In addition, a hypoxia-inducible factor (HIF)-prolyl hydroxylase (HIF-PHD) inhibitor has been developed as a therapy for renal anemia [69]. The pharmacological activation of HIF regulates a variety of genes, including Epo, leading to hematopoiesis. Other than hematopoiesis, the HIF-PHD inhibitor has also been shown to ameliorate AKI in rodent experimental models [70], including I/R-induced and drug-induced models with cisplatin, gentamicin, and lipopolysaccharide (LPS). These protective mechanisms include anti-apoptosis via miR-21, anti-inflammation by macrophage reduction, reduced VCAM1, up-regulation of angiogenesis via VEGF up-regulation, and anti-oxidative stress via up-regulation of Heme Oxygenase 1 (HO-1) [70]. As shown with increases in miR-21, these effects may be mediated at least partly via regulation of miRNAs. Indeed, it is reported that kidney ischemia activates HIF-1α, which in turn up-regulates miR-21, leading to anti-apoptosis through the suppression of pro-apoptotic factor programmed cell death protein 4 (Pdcd4) and phosphatase and tensin homolog deleted from chromosome 10 (PTEN) [71]. HIF1 also increases miR-668 expression, which targets mitochondrial fission process protein 1 (MTP18), leading to the protection of kidney tubular cells via mitochondrial dynamics under ischemic AKI in humans and mice [72]. Activation of HIF also increases miR-489, leading to anti-apoptosis in kidney tubular cells during ischemic AKI though targeting repair sensor poly(ADP-ribose) polymerase 1 (PARP1) [73]. Taken together, these data suggest that the regulation of miRNA might be a novel and specific therapy against AKI.
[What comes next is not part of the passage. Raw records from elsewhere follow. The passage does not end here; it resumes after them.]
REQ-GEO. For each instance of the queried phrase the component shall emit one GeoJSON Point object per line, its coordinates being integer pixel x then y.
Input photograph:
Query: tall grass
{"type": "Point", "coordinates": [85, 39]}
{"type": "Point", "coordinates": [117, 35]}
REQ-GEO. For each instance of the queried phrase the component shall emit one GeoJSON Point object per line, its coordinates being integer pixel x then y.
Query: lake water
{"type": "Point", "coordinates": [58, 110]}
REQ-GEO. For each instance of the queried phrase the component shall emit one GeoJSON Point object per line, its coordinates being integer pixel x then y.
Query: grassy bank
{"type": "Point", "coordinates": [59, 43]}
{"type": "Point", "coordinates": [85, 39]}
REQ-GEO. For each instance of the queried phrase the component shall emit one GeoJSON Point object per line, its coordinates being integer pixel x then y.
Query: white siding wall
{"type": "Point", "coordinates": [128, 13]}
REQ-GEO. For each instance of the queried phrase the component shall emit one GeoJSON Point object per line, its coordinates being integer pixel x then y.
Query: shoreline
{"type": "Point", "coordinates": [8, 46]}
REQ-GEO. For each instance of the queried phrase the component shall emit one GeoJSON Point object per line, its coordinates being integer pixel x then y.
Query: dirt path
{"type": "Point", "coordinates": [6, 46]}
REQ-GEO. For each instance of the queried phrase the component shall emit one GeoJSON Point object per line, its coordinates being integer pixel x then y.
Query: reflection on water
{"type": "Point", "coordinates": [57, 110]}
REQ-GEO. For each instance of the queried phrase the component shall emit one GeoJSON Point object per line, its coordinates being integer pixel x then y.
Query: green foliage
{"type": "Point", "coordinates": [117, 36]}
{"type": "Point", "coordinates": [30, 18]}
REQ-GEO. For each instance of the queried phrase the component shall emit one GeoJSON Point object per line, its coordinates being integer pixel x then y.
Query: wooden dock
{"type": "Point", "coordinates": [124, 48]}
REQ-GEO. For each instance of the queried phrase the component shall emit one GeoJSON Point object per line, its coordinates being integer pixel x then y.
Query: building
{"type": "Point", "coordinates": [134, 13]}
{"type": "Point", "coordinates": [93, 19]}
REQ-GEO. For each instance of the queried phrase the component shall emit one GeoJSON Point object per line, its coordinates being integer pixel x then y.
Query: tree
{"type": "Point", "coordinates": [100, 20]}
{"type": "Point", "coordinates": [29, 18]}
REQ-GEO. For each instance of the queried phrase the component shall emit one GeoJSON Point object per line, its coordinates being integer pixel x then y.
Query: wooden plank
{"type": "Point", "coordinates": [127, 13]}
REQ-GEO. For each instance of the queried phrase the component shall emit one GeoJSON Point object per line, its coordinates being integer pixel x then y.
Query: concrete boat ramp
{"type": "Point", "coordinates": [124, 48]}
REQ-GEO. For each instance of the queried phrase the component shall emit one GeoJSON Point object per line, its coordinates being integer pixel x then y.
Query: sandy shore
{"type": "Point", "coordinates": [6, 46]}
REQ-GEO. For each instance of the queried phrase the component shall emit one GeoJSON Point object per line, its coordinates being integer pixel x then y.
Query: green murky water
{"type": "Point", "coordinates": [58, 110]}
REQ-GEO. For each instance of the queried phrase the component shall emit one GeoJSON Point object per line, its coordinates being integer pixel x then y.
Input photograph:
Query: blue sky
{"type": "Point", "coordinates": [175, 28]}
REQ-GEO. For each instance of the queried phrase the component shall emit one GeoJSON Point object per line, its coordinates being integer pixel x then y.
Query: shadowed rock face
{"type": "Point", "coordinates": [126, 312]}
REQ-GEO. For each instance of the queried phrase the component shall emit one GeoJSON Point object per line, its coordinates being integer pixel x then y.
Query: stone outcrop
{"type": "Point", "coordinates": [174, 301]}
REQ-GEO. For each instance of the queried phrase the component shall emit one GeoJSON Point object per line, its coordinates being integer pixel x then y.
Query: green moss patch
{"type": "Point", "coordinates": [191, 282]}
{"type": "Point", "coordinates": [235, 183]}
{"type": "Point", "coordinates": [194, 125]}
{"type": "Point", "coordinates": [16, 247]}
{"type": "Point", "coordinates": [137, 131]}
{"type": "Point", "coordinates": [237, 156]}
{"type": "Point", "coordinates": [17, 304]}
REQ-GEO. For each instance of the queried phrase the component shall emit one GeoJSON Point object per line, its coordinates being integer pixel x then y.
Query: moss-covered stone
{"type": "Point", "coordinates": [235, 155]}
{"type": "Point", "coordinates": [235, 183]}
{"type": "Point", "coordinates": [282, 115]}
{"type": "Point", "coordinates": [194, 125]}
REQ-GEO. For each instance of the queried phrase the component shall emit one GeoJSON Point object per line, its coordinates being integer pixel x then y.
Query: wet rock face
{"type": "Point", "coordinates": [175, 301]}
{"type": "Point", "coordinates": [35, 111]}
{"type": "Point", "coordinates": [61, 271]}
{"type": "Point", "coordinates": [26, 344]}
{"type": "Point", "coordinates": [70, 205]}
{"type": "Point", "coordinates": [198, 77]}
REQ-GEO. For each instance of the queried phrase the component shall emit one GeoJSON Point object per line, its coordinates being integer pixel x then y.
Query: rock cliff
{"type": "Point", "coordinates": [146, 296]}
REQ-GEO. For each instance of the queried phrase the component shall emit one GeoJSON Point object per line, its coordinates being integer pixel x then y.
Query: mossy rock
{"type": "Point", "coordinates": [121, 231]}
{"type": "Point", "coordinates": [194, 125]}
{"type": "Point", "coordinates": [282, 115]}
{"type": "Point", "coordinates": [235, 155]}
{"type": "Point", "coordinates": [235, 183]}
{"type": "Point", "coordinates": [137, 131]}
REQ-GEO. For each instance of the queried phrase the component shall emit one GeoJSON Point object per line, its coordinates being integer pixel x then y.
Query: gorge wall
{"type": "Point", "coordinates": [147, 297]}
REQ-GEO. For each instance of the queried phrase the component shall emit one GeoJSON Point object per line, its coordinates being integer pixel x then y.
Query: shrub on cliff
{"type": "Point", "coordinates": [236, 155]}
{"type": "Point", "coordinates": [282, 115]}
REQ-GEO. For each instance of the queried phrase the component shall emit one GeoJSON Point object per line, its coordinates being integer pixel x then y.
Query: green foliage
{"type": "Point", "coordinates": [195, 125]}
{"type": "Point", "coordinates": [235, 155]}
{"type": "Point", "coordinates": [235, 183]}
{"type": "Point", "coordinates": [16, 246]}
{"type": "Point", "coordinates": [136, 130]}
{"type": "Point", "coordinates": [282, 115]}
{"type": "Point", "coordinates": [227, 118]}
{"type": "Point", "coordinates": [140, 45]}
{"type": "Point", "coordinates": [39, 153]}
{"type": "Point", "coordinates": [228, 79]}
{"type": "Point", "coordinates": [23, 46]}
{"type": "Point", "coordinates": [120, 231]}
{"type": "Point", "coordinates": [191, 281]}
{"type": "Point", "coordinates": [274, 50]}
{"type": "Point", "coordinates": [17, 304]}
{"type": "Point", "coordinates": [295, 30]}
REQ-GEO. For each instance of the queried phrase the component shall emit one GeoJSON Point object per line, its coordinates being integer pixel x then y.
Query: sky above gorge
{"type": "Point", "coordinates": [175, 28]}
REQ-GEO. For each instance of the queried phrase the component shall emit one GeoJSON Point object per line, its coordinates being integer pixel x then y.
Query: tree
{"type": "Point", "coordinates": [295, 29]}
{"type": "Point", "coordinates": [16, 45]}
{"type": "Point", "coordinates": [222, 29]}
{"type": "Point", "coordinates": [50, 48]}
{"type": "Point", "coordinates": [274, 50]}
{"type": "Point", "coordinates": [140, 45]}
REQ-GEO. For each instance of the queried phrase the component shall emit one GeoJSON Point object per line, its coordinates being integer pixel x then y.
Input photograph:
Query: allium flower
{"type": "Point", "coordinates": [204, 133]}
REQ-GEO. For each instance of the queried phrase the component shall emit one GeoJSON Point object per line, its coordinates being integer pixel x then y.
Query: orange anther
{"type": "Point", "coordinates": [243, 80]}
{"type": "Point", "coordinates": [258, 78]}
4.2. Therapeutic Targeting of miRNAs for AKI

4.2.1. Overview of Therapeutic miRNA Target for AKI

Some of the most important evidence regarding miRNAs in AKI was reported in 2010, where knockouts of tubular miRNAs were analyzed in the rodent model [74]. The loxp-cre system was used to produce mice lacking Dicer, a key enzyme for miRNA production, predominantly in kidney proximal tubular cells by crossing with phosphoenolpyruvate carboxykinase (PEPCK)-cre mice. The mice showed global down-regulation of miRNAs in the kidney cortex and had normal kidney function and histology under normal conditions. Importantly, the mice were resistant to renal ischemia-reperfusion (I/R) injury, demonstrating the involvement of miRNAs under AKI. Since then, there has been accumulating evidence supporting miRNAs as potential therapeutic targets in AKI. Several miRNAs have been reported to have protective and/or pathogenic roles in AKI, regulating tubular apoptosis, tubulointerstitial fibrosis, and inflammation in a variety of etiologies of AKI, including ischemia, drug, and sepsis. Some miRNAs have common gene targets. For example, miR-30 and miR-26a target Snai1, regulating epithelial–mesenchymal transition (EMT), while miR-21, miR-17, miR-188, and miR-378 target PTEN, which is implicated in cell apoptosis, proliferation, inflammation, and fibrosis [27]. The potential therapeutic targets of miRNAs for AKI are summarized in Table 2.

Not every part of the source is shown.